Cheesy, crispy twice-baked potatoes re-imagined as a Baked Potato Casserole!
INGREDIENTS
Servings: 16
Thin bacon
1 lb
Medium potatoes
16
Canola oil
6 tbsps
Salted butter
1 lb (4 sticks) + extra for the pan
Sour cream
2 cups
Cheddar cheese (or Monterey Jack, or both)
2 cups + extra to top the casserole, grated
Whole milk
2 cups
Seasoned salt
4 tsps
Green onions, sliced
6
Kosher salt
to taste
Fresh ground black pepper
to taste
DIRECTIONS
- Pre-heat oven to 400 F/200 ?/Gas Mark 6.
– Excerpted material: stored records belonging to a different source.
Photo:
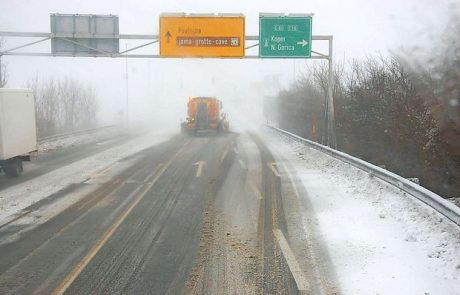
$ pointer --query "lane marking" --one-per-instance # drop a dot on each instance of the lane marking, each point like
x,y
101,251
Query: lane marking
x,y
242,165
224,154
294,267
256,191
272,166
199,170
314,259
70,278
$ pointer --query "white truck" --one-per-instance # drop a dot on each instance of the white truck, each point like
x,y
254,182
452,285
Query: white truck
x,y
18,135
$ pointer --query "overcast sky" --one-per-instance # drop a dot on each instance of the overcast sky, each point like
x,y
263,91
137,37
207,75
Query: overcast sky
x,y
359,27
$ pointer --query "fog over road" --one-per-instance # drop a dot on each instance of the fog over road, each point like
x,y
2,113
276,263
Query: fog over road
x,y
193,214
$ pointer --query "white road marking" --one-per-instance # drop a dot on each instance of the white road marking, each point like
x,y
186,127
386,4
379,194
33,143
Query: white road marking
x,y
297,272
243,166
199,170
274,170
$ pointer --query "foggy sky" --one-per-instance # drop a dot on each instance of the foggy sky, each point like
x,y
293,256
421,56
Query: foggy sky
x,y
158,88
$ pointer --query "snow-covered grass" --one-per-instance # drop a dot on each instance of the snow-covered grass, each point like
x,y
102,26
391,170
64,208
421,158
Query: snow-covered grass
x,y
18,197
380,240
78,139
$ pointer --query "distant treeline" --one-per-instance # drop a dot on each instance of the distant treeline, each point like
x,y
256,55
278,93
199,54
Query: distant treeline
x,y
389,111
63,105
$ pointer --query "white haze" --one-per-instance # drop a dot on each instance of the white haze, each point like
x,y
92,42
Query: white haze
x,y
158,88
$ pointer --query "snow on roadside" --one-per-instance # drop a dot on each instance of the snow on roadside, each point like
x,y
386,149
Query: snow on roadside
x,y
18,197
65,141
380,240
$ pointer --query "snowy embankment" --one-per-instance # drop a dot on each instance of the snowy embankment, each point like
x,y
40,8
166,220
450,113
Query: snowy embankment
x,y
380,239
95,135
18,197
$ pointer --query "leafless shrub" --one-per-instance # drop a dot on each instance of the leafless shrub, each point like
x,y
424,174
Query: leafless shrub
x,y
63,105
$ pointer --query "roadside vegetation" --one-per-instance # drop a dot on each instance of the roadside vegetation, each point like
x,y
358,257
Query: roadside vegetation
x,y
63,105
390,111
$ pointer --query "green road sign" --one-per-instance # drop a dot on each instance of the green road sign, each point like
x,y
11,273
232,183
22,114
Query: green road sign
x,y
285,36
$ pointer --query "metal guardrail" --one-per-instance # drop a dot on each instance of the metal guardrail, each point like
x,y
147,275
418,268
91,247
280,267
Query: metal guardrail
x,y
73,133
446,208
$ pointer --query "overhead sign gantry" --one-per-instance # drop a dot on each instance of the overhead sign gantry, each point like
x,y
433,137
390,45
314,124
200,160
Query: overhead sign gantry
x,y
285,35
181,35
193,35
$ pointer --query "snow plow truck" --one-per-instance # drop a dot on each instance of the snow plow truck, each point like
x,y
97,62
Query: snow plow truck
x,y
204,114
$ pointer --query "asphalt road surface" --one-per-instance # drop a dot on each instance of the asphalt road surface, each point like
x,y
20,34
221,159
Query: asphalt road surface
x,y
195,215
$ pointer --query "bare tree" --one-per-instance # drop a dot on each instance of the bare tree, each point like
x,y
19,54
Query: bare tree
x,y
63,105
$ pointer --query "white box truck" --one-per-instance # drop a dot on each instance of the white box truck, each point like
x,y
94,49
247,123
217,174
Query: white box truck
x,y
18,134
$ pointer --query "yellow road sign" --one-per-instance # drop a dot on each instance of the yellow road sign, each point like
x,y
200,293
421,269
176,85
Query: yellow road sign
x,y
202,36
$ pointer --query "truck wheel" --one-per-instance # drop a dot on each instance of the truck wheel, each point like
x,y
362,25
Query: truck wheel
x,y
13,168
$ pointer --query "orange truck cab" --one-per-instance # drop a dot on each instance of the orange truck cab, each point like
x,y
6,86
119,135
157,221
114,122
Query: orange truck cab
x,y
204,114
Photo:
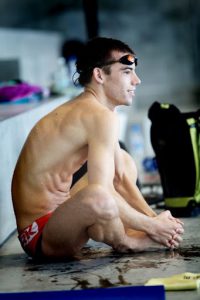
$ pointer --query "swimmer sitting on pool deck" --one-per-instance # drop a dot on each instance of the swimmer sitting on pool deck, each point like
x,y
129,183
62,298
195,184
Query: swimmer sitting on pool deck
x,y
55,220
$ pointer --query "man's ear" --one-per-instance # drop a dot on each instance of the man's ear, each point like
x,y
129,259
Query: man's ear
x,y
98,75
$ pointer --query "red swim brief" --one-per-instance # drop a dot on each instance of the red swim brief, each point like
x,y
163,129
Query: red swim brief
x,y
30,237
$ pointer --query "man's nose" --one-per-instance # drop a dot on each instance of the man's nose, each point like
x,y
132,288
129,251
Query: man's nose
x,y
136,80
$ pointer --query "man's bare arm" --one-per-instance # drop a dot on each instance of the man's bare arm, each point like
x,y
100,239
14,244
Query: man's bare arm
x,y
125,184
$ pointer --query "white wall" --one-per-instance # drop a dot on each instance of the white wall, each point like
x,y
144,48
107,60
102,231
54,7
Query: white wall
x,y
37,52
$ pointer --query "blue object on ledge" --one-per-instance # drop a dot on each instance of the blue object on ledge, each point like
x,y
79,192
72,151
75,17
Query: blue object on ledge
x,y
120,293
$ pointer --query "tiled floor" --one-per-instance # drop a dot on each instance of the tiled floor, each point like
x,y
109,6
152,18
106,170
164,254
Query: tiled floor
x,y
99,266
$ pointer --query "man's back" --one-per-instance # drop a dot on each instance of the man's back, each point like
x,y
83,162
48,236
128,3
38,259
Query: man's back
x,y
56,147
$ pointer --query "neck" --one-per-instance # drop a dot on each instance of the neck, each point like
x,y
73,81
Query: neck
x,y
100,97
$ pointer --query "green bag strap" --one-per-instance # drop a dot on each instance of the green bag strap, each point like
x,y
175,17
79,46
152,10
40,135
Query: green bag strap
x,y
195,145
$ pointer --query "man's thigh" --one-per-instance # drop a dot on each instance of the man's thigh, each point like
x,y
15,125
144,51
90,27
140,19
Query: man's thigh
x,y
66,231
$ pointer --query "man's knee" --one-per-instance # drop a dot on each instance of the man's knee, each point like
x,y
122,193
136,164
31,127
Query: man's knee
x,y
101,202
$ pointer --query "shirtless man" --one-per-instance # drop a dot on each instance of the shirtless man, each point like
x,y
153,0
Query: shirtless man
x,y
55,220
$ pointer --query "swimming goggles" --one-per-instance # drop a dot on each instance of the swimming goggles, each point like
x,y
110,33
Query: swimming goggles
x,y
127,59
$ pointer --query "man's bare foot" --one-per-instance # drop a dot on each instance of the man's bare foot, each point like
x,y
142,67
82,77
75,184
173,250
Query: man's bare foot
x,y
166,230
138,242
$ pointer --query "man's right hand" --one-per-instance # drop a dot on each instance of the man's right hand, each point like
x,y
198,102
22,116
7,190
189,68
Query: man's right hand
x,y
166,230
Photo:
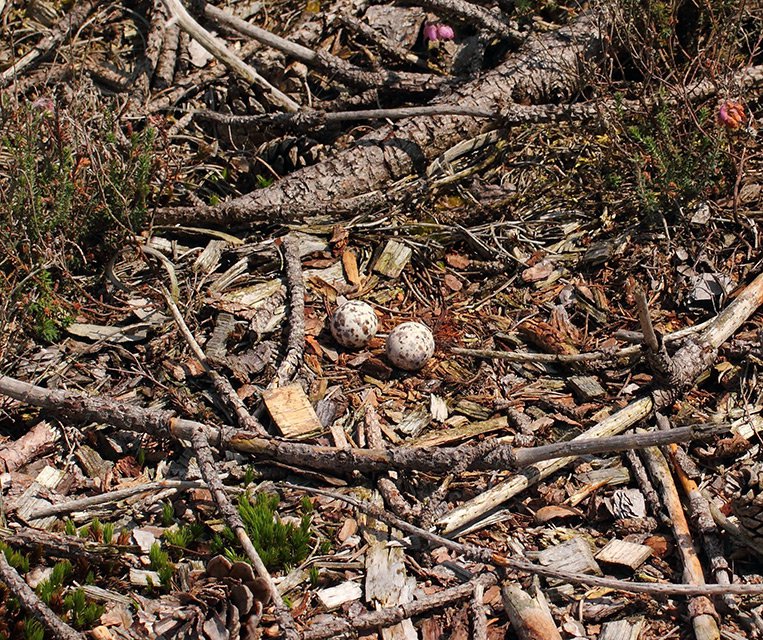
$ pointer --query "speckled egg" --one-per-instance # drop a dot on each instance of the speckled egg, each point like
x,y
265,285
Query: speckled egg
x,y
410,345
354,324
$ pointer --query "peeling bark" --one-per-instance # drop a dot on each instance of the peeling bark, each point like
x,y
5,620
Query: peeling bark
x,y
546,68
- Fry bacon until crispy; set aside to cool; crumble.
- Scrub potatoes; rub with oil and place on a baking sheet. Bake until tender (about 50 minutes). Remove from oven.
- Lower the heat to 350 F/180 C/Gas Mark 4.
- Scrape the insides of potatoes into a mixing bowl. Add butter, crumbled bacon and sour cream; mash together. Add cheese, milk, seasoned salt, and pepper; mix well.
- Smear a baking dish with butter; spoon the potato mixture into the dish; cover with grated cheese and bake for about 30 minutes.